Celebrant: Like the Canaanite
woman, we now approach the Lord with persistent faith and ask Him to grant
what we need.
Deacon/Lector:
That the Church in every community may continue to be a house of prayer
for all people, we pray to the Lord...
That many may hear and answer God's call to become priests, deacons, and
religious brothers and sisters, we pray to the Lord...
That we may do more to welcome, cherish, and protect the gift of life
which, like all God's gifts, is irrevocable, we pray to the Lord...
That those who are vacationing may draw closer to the Lord and find
refreshment in body and spirit, we pray to the Lord...
That the sick, the poor, and the lonely may find the consolation of God's
presence and the love of His people, we pray to the Lord...
That those who have died may be purified of sin and rejoice in the
eternal life of heaven, we pray to the Lord...
Celebrant:
Father, in this house of prayer, we turn to You. Grant what we have asked
you, and keep us faithful to Your will. We ask this through Christ our Lord.
Amen.
Bulletin Insert
"Personally Opposed” – Bishop Robert Vasa (Baker, Oregon)
“There seems to me to be a disconnect when someone insists that they have
a personal appreciation for the person of the Holy Father while adamantly
rejecting the very things which he is teaching and upholding. Pope Benedict
made reference to this during his visit. He talked about the impossibility
of separating our private life from our public life. Consistency between
what we believe and what we do is essential. Remember the politicians of a
decade or two ago who were straddling the fence on abortion. Their standard
line: “I am ‘personally opposed’ to abortion but I would not impose my view
on anyone.” They seemed to recognize the need to present a pro-life private
life while maintaining a pro-abortion public life. Now they feel no such
need. Now even Catholic politicians, not all of them certainly, seem to have
no qualms of conscience about making public declarations that they will
always act, in their public life, to defend and protect, not the life of the
child, but the right of the mother to kill that child, while maintaining
that they are Catholics in “good standing,” not excommunicated, and
communicants. There does not even seem to be any vestige of “personal
opposition” to abortion left. Indeed, this is not surprising. It is simply
not possible to hold to a so-called “personal opposition” and to act, in a
public or external fashion, in a way which consistently undermines that
“personal opposition.””
Homily Suggestions on Pro-life Themes
Is 56:1, 6-7
Rom 11:13-15, 29-32
Mt 15:21-28
Catholic means “universal.” Everyone is called to salvation in Christ;
everyone is called to his house of prayer, his Church, his family. The
Church, at her core, is missionary, and all her efforts are geared toward an
ever-wider expansion and growth, that she may embrace every human being.

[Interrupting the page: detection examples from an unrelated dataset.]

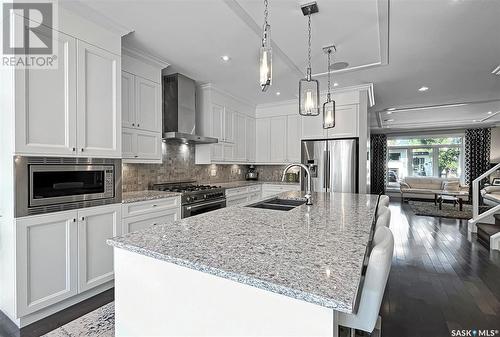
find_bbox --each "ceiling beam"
[223,0,305,78]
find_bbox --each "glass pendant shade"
[323,94,335,129]
[299,69,320,116]
[259,25,273,91]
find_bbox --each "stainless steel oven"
[14,157,121,217]
[181,198,226,218]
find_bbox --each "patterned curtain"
[465,128,491,197]
[370,134,387,194]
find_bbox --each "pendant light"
[323,45,335,129]
[299,2,320,116]
[259,0,273,92]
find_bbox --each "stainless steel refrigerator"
[301,138,359,193]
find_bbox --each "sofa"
[481,186,500,206]
[399,177,469,201]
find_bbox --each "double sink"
[247,198,306,211]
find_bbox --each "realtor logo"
[1,0,57,69]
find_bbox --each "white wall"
[490,126,500,163]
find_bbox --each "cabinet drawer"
[226,187,248,197]
[122,197,180,218]
[248,185,262,193]
[122,209,180,234]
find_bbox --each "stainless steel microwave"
[14,157,121,217]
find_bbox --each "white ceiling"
[67,0,500,130]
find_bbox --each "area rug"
[408,201,472,219]
[42,302,115,337]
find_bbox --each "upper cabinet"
[121,48,168,163]
[15,28,121,158]
[195,84,255,164]
[77,41,122,158]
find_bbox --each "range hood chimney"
[162,74,218,144]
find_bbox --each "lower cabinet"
[122,197,181,234]
[78,205,122,292]
[16,204,121,317]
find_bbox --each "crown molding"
[58,1,134,36]
[257,83,375,109]
[122,44,170,69]
[199,83,256,109]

This universality, reflected in all of today’s readings, is rooted
ultimately in the meaning of the Incarnation itself. "By his incarnation the
Son of God has united himself in some fashion with every human being"
(Vatican II, Pastoral Constitution on the Church in the Modern World
Gaudium et Spes, 22). This reality raises the dignity of human life
beyond what it already had as God’s creation in his own image, and is also
the basis for the urgency of the task to announce the Gospel to all people,
that they may know the meaning and promise of the dignity they have.
“The gifts and the call of God are irrevocable,” as today’s second
reading tells us. That is why the Church is pro-life, and why, as Paul VI
declared in Humanae Vitae and John Paul II repeated in Evangelium Vitae,
“this tradition is unchanged and unchangeable” (EV 62). Our stance in favor
of life, and in defense of life, does not spring from us, or from some
inclination we have toward a particular philosophy, ideology, or political
platform. It is based, rather, in “the gifts and the call of God,” which
“are irrevocable” and universal. He has chosen to create and redeem us, and
reserve a place for us on his throne. His choice is what makes human life
sacred, and is the basis for our choices.
Today’s readings, therefore, provide a foundation for a strong
affirmation of the essential and integral pro-life stance of the Church, of
its meaning and origin, and of the need for that pro-life witness to be
given to the whole world and to every culture and subculture.